My first playthrough of Overboard! went terribly wrong. Having just killed my husband, there was mounting evidence against me, including a slew of witnesses. Playing through the game several more times, I finally managed to turn the tables. You could still say things went wrong, but this time, disaster fell on everyone but me.
Overboard! is an excellent reverse murder mystery by developer Inkle, the creator of narrative-driven adventure games like 80 Days and Heaven’s Vault. You play as a devilish young British woman in the 1930s aboard a ship headed to America. She’s ready for a fresh start, and she makes sure of it by killing her husband aboard that very ship. Getting away with murder is the goal, but you may only pull it off with an inventive series of kills, bribes and seduction, making for an enticing experience that doesn’t always go as planned.
This darkly humorous twist on the classic murder mystery is an impeccable work of narrative design; it’s astonishing that the development team managed to make the game in only 100 days during a pandemic. It’s meant to be replayed numerous times — think of it as a deadly Groundhog Day — reliving the hours after your husband’s death over and over. Despite that repetition, it’s a riveting concept that never gets old because each 10 to 20 minute run can be drastically different than the last.
The story is affected not just by decisions in dialogue, but also smaller choices like how long you spend in different areas of the ship. Every moment is crucial. Spending too long in your cabin in the morning and arriving late to breakfast can arouse suspicion and leave you in a jail cell by the game’s end. Alternatively, talking to someone for too long can mean another character may have moved elsewhere. I wanted to tamper with an old lady’s drink, for example, but with all characters following their own tight schedules (think Stardew Valley), she was long gone by the time I got there. That’s part of the brilliance of Overboard!: It’s all about deciphering how to be in the right place at the right time and using everyone’s schedules to your murdering advantage.

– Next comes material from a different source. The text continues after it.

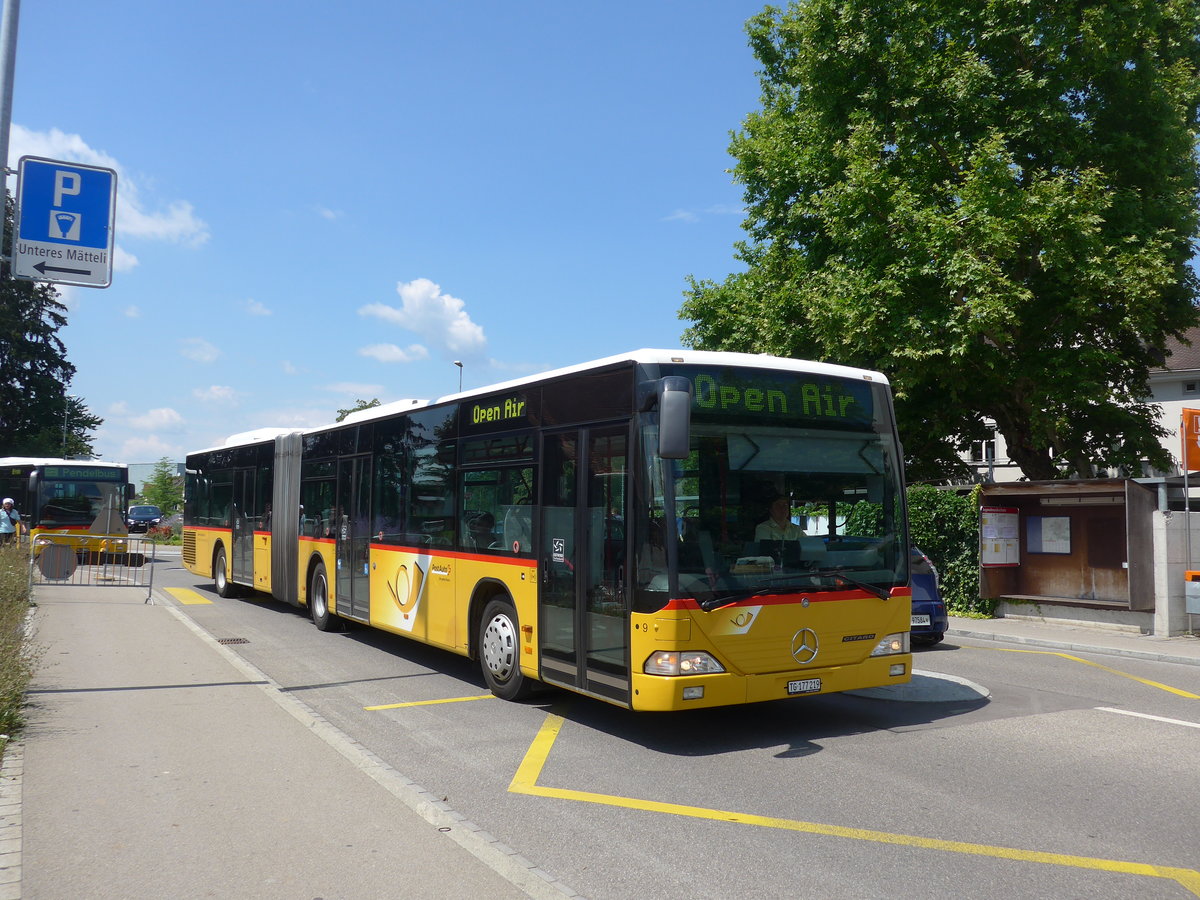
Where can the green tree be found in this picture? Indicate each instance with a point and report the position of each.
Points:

A timer counts down to the end of the trip, too, so you need to tie up loose ends before the ship reaches its destination. Despite the tight schedule, this never feels too stressful; Overboard! is inherently a game about failure and learning from that failure. With every minute that ticks by, you learn something new for your next run. For example, you might figure out how to cover your tracks only through a fumbled mistake. Other mistakes are darkly comical, like realizing that maybe it’s not the best idea to seduce the captain when there’s, uh, a dead body stuffed under the bed.
Small quality-of-life features help bolster that clever design, such as fast-forwarding dialogue you’ve already seen, and the ability to rewind once every scene if you want to see different choices. The latter may sound like cheating, but in practice, it doesn’t feel that way. Attempting to see all there is to see in Overboard! is the point, for it happily gives you breadcrumbs of clues along the way to crack the narrative puzzle. You may realize that a batch of sleeping pills left in your bathroom could be used to kill something other than your insomnia.
Probably the most fun I had with Overboard! was ticking off an in-game list of objectives, particularly those that helped in my self-imposed goal of trying to kill everyone, which is as chaotic as it sounds. Here, the game becomes less about how the sharply written story unfolds and more about solving every possible puzzle, which I’d argue is Overboard! at its most satisfying. You begin to feel like a game designer yourself, exploiting mechanics and getting around constraints to discover all the hidden paths and possible outcomes as you play the game repeatedly.
As a studio, Inkle already has a strong track record for interactive storytelling (seriously, go play 80 Days and Heaven’s Vault). But Overboard! feels different in that the narrative is the puzzle itself, making it one of Inkle’s most experimental titles. It’s a story experienced in short periods of time, and one that was similarly built in very little time. The result is nothing short of brilliant. It makes me wonder what more Inkle could do with this style in a longer development cycle. Whatever it may be, I’ll be sure to play it.